TEMA
175 En un monte de Galilea. Ultimas recomendaciones. (Mt 28,16-20; Mc 16,15-18; Lc 24,46-49; Act 1,4-8)
[El Señor se nos va. Se reúne, en un monte de
Galilea, con sus discípulos y deja esculpido, en nuestros corazones y en
nuestra razón, en el Nombre de quien hemos de bautizar los cristianos: en el
Nombre del Padre, del Hijo y del Espíritu Santo. Así nos da a conocer,
Jesucristo, a este Dios trinitario. Tres Personas en una sola naturaleza.

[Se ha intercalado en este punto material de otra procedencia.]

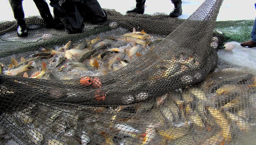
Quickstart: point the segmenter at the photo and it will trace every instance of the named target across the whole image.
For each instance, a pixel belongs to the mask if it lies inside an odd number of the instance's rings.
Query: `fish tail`
[[[46,67],[46,64],[44,62],[43,62],[42,67],[42,71],[45,71],[47,70],[47,68]]]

Cuando un cristiano, en lo más íntimo y sagrado de su alma, invoca a su Dios,
lo está haciendo con el pensamiento fijo en la persona de su Padre Dios, en la
Persona del Hijo engendrado de este Padre, Jesucristo, y en la Persona del
Espíritu Santo que de ambos procede y al cuál se le puede amar por Sí mismo,
aunque en nuestra imaginación no encontremos los rasgos que definen su
fisonomía. Es el mejor amigo del alma.]
TEXTO
CONCORDADO Y AUTOBIOGRÁFICO
Mis Once
discípulos se fueron a Galilea, al monte donde Yo les había ordenado. Y en
viéndome me adoraron: ellos que antes habían dudado. Y acercándome a ellos les
dije:
—“Dióseme toda potestad en el cielo y sobre
la tierra. Id, pues, al mundo entero y predicad el Evangelio a toda la
Creación; amaestrad a todas las gentes, bautizándoles en el Nombre del Padre y
del Hijo y del Espíritu Santo, enseñándoles a guardar cuantas cosas os ordené.

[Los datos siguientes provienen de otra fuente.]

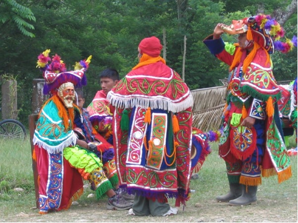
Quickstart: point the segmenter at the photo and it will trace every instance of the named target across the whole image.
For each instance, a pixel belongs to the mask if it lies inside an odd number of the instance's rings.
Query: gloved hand
[[[97,147],[95,145],[92,143],[90,143],[88,144],[89,148],[88,149],[92,153],[96,153],[98,152]]]

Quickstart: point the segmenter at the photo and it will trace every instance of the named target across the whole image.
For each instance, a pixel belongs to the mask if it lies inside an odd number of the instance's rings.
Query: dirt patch
[[[37,209],[28,208],[15,216],[5,216],[2,222],[297,222],[297,195],[277,199],[258,198],[256,204],[229,206],[206,198],[205,200],[178,208],[178,214],[167,217],[127,215],[127,211],[110,211],[106,200],[86,200],[72,206],[67,211],[41,215]],[[170,201],[173,205],[173,200]],[[26,213],[25,213],[26,212]]]

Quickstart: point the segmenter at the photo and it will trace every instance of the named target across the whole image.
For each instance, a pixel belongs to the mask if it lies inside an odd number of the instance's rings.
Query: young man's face
[[[100,78],[101,88],[105,93],[107,94],[119,81],[118,80],[114,81],[113,79],[108,77],[101,78]]]

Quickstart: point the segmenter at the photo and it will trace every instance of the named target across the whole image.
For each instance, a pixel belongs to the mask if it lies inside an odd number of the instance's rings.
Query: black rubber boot
[[[257,186],[247,186],[247,187],[246,192],[246,187],[243,185],[242,195],[238,198],[230,200],[229,204],[233,206],[241,206],[256,203]]]
[[[239,183],[230,184],[230,191],[225,195],[217,196],[216,200],[222,202],[227,202],[231,200],[239,197],[242,194],[243,185]]]

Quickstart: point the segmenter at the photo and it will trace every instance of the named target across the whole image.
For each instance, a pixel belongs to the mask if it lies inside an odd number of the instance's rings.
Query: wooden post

El que creyere y fuere bautizado, se salvará; mas el que no creyere, será
condenado. Y a los que hubieren creído los acompañarán estas señales: en mi
Nombre lanzarán demonios, hablarán lenguas nuevas, en sus manos tomarán
serpientes, y si le dieren ponzoña mortífera, no les dañará; pondrán sus manos
sobre los enfermos y se hallarán bien. Y sabed que estoy con vosotros todos
los días hasta la consumación de los siglos”.
Durante
cuarenta días después de mi resurrección, además de ser visto por Pedro y
Santiago, por todos mis Apóstoles, me presenté palpablemente a más de quinientos
de mis discípulos. A todos les hablé de las cosas referentes al Reino de Dios.

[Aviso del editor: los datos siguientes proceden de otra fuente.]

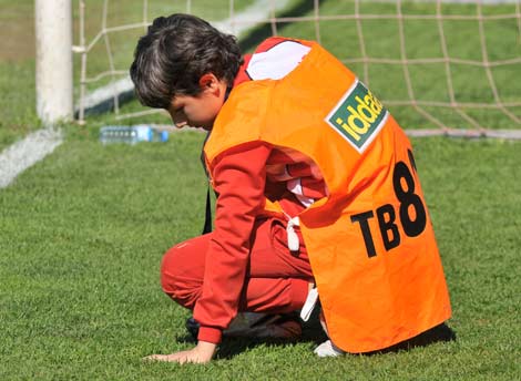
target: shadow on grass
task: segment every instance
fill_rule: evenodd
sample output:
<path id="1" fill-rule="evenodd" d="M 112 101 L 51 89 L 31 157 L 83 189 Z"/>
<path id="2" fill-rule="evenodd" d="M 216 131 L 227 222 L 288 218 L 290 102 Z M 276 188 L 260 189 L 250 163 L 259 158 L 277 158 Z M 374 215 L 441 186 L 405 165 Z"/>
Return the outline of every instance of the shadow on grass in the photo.
<path id="1" fill-rule="evenodd" d="M 327 0 L 320 1 L 320 6 L 324 4 Z M 299 1 L 295 3 L 293 7 L 286 9 L 285 11 L 280 12 L 277 14 L 277 18 L 284 19 L 284 18 L 290 18 L 295 16 L 304 16 L 313 12 L 315 9 L 314 1 Z M 284 29 L 285 25 L 290 24 L 292 22 L 277 22 L 277 30 L 279 31 Z M 257 47 L 260 42 L 263 42 L 265 39 L 269 38 L 273 35 L 273 30 L 272 30 L 272 24 L 270 23 L 264 23 L 262 25 L 258 25 L 256 28 L 253 28 L 251 31 L 248 31 L 247 35 L 241 39 L 239 41 L 239 47 L 243 52 L 247 52 L 248 50 Z"/>
<path id="2" fill-rule="evenodd" d="M 317 311 L 319 309 L 315 309 Z M 194 334 L 195 333 L 195 334 Z M 190 334 L 186 332 L 184 336 L 176 337 L 177 342 L 191 342 L 196 343 L 196 332 Z M 229 360 L 235 356 L 253 349 L 258 346 L 264 347 L 282 347 L 287 344 L 294 344 L 298 342 L 306 342 L 314 344 L 315 347 L 327 340 L 327 336 L 321 329 L 318 320 L 318 315 L 313 313 L 308 322 L 303 325 L 303 332 L 299 338 L 296 339 L 276 339 L 276 338 L 249 338 L 249 337 L 224 337 L 217 352 L 217 359 Z M 375 356 L 394 353 L 399 351 L 407 351 L 418 347 L 428 347 L 437 342 L 448 342 L 456 340 L 456 332 L 446 323 L 436 326 L 423 333 L 420 333 L 409 340 L 402 341 L 396 346 L 381 349 L 374 352 L 360 353 L 362 356 Z M 354 353 L 355 354 L 355 353 Z"/>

Y por último también me presenté a mi Apóstol Pablo, que habría de darme a
conocer a los gentiles. Y llegó la hora
de partir de este mundo. Estando con ellos a la mesa, les ordené que no se
ausentasen de Jerusalén, sino que aguardasen la promesa del Padre, la cual
oyeron de mí, porque como Juan bautizó en agua, ellos y tú seríais bautizados
en Espíritu Santo. Los que se habían reunido me preguntaron diciendo:
—“Señor,
¿en esta sazón vas a restablecer el Reino de Israel?”
Les dije:
—“No os toca a vosotros conocer los tiempos o
momentos oportunos que el Padre fijó con su propia potestad; mas recibiréis la
fuerza del Espíritu Santo, que vendrá sobre vosotros, y seréis mis testigos así
en Jerusalén como en toda la Judea y Samaria y hasta el último confín de la
tierra. Porque así está escrito y convenía: que el Mesías había de padecer y
resucitar de entre los muertos al tercer día, y que se había de predicar en su
Nombre penitencia y remisión de los pecados a todas las naciones, comenzando
por Jerusalén. Y vosotros sois testigos de estas cosas”.
COMENTARIO
San
Mateo, el primero de los evangelistas, el gran Leví hijo de Alfeo, nos dejó
escritas las últimas palabras de Jesucristo en este mundo:
“Y sabed que estoy con vosotros todos los días hasta la
consumación de los siglos”.
Estas
palabras se entienden como están dichas y escritas. Jesucristo está con los
suyos, todos los días, hasta el final de los siglos. Cristo ni se engaña ni nos
engaña y si Él asegura que está conmigo, conmigo está, aunque yo no le vea con
estos ojos, ni le oiga con estos oídos, ni le toque con estas manos. Está,
realmente cierto, donde yo estoy, donde está su Iglesia, porque donde dos o
tres se reúnen en su Nombre allí está Él en medio.
Cuando
a Cristo se le invoca no viene desde un lugar lejano. Él está donde yo soy y
estoy. No ocupa más espacio que el que yo ocupo. Está dentro de mí, en mis
palabras y pensamientos, en mis obras y deseos, en mis alegrías y en mis penas,
en mi trabajo y en mi descanso, cuando estoy despierto y cuando estoy dormido.
Cristo habita en mí mientras así lo quiera yo, y así, un día tras otro, da
cumplimiento a una verdad que me trasciende. Esta sublime verdad es que: “ya
no vivo yo, sino que es Cristo quien vive en mí”. Gál. 2,20.